Das Mädchen zuckte die Achseln und sprang rasch vom Stuhle auf, gerade als ob sie eine Fliege gestochen hätte.

»Aber wohin, Musa, liebes Muschen?« jammerte Tarchow in kläglichem Tone, »bleiben Sie doch noch ein wenig sitzen.«

»Nein, nein, es geht nicht.

« Und gewandt und hurtig eilte sie zur Thür und ergriff die Klinke.

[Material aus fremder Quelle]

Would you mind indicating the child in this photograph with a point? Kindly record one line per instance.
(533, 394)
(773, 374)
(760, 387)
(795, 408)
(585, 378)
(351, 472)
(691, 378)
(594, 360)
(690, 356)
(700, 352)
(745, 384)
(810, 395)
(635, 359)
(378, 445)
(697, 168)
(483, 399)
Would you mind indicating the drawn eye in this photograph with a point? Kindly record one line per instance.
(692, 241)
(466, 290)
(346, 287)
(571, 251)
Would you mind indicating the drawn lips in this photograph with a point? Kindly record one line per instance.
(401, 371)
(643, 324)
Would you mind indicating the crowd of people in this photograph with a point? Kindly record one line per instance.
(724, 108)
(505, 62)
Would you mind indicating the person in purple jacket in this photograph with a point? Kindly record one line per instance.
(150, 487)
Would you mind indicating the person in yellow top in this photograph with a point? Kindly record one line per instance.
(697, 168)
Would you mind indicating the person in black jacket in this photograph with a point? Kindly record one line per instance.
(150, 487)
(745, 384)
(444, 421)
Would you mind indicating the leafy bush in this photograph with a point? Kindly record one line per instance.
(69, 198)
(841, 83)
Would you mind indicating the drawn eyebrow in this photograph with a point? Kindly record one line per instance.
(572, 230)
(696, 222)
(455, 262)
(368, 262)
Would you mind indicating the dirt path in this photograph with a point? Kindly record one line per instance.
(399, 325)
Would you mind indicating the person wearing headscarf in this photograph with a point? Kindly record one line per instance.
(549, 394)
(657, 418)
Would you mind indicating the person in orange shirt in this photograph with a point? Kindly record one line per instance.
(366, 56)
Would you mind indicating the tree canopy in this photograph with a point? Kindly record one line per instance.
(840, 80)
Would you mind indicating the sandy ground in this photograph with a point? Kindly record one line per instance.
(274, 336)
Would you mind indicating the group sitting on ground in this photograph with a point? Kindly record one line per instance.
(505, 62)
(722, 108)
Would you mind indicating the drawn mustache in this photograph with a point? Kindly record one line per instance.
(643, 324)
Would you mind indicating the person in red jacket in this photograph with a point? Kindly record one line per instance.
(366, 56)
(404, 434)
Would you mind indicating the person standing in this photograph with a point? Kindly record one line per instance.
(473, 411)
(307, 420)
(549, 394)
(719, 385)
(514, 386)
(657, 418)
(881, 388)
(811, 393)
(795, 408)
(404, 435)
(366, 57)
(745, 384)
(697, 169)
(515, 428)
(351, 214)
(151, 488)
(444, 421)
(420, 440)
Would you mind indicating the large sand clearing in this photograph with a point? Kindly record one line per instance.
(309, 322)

»So nehmen Sie aber doch wenigstens ein Buch mit !«

»Ein anderes Mal.« Tarchow sprang auf sie zu, sie aber huschte in einem Augenblicke zur Thür hinaus, so daß er sich fast die Nase an die Thür gestoßen hätte. – »Ist das ein Mädchen, wie eine Eidechse!« sagte er ärgerlich, dann setzte er sich nachdenklich.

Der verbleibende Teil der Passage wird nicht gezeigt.